Soil crusts resulting from mechanical weathering are only up to a few centimeters thick (A), whereas hard pavement crusts with termite galleries underneath reach deep into the ground (B). Also, the elemental composition differs between these crusts as our analysis with the electron microscope has shown (8). (C and D) In the fieldwork area L2, the excavation of the soil around several plants did not reveal any termite galleries or underground termitaria (ghosts) to a depth of circa 30 cm. Mechanical crusts there were still relatively young and thin, and individual plant survival was not yet fully inhibited. (E and F) These actively forming large gaps (Ø 6.0 m, 5.2 m) have no sign of above- or below-ground pavements and are not yet completely circular; thus, water can largely escape into the matrix. However, with increasing time after a fire and mechanical crust building, it is assumed that the individual grass clumps form a circle, because a circle has the smallest circumference-to-area ratio. This geometric structure optimizes their exclusive per-capita use of access run-off water from the gap center. F reproduced from ref. 8. (Scale bar, 0.5 m.) (G and H) Large bare-soil areas adjacent to round gaps have the same plant-inhibiting mechanical crusts. (G) They cannot be explained by localized termitaria, but by infiltration contrasts resulting from mechanical weathering. (H) Also, only the population-level response of the spinifex plants to water stress adequately explains the labyrinthine or striped patterns that coexist with gaps in the same areas.
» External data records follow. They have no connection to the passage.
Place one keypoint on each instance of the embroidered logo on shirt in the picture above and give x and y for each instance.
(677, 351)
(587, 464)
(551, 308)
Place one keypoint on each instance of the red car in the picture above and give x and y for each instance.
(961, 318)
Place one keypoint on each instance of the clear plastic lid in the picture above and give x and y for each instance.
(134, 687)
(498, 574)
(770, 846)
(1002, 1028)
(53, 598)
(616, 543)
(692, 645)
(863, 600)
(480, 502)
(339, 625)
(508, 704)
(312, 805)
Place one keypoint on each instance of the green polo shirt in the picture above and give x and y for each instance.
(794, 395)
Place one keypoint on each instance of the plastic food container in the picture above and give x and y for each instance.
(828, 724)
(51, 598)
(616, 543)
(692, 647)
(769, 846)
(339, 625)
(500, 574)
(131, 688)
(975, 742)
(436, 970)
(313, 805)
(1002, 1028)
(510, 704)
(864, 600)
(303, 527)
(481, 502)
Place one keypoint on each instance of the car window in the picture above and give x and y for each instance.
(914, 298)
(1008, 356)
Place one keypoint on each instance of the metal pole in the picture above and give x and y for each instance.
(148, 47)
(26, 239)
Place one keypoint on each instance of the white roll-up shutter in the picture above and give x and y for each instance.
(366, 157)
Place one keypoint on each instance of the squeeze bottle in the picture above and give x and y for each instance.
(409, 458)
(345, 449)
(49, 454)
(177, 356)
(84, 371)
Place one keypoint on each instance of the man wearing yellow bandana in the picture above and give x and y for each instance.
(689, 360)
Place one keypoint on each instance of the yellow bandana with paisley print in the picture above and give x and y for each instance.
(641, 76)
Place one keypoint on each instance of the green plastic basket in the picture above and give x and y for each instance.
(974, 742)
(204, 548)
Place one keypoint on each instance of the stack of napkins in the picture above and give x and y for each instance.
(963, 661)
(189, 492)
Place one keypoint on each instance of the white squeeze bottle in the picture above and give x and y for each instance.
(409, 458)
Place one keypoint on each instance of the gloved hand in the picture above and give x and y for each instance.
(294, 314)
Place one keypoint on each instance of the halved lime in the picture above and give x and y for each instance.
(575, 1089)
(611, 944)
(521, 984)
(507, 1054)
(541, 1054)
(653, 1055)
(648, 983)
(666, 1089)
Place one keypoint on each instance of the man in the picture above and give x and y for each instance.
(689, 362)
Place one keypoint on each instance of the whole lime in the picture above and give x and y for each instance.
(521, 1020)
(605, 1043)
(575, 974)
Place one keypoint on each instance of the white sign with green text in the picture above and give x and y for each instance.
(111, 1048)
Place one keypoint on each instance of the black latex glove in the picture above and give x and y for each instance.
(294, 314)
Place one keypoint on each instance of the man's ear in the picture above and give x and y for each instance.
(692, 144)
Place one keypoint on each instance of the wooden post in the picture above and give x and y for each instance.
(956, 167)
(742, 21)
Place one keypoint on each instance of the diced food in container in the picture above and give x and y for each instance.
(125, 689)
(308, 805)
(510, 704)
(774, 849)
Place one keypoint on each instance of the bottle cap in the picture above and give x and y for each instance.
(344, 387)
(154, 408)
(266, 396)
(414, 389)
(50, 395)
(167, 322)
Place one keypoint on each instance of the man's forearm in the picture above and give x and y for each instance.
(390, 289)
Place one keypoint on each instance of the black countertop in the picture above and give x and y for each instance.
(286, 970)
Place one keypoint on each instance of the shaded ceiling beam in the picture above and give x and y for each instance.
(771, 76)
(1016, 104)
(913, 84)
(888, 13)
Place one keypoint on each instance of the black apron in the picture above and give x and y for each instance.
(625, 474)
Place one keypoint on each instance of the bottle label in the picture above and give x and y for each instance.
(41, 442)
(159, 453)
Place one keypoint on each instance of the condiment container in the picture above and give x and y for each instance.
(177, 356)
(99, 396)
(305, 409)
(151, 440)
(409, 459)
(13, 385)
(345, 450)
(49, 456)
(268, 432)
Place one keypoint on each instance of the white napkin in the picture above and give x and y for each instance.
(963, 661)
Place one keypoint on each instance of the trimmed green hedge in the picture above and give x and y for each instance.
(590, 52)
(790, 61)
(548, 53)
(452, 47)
Most importantly, Walsh et al. (7) have not examined our field areas L1 and L2 (8), where actively forming, irregularly shaped gaps can be witnessed. Especially in area L2, large gaps are developing on loose sand with relatively young, and hence very thin, crust layers. Unlike “very hard pavements, withstanding road grader blades” (7), these thin crusts can be removed easily by hand. Clearly, below-ground pavements may sometimes be covered by a shallow layer of loose soil (10) but should be detectable “within 5 cm of the surface” (7). We excavated the soil in the gap center and at the edge to a depth of circa 30 cm but did not find any signs of hard pavements (Fig. 1 C and D). The fact that plants could still partly survive on sand in these gaps, and that these FCs were forming in the absence of termitaria (Fig. 1 E and F), falsifies the claim that Australian fairy circles would be primarily caused by pavement termites.

Finally, localized termitaria explain neither the very large bare-soil areas adjacent to gaps (Fig. 1G) nor the co-occurrence of labyrinthine (Fig. 1H) and gap patterns in the same location (4, 8).

Footnotes

The authors declare no conflict of interest.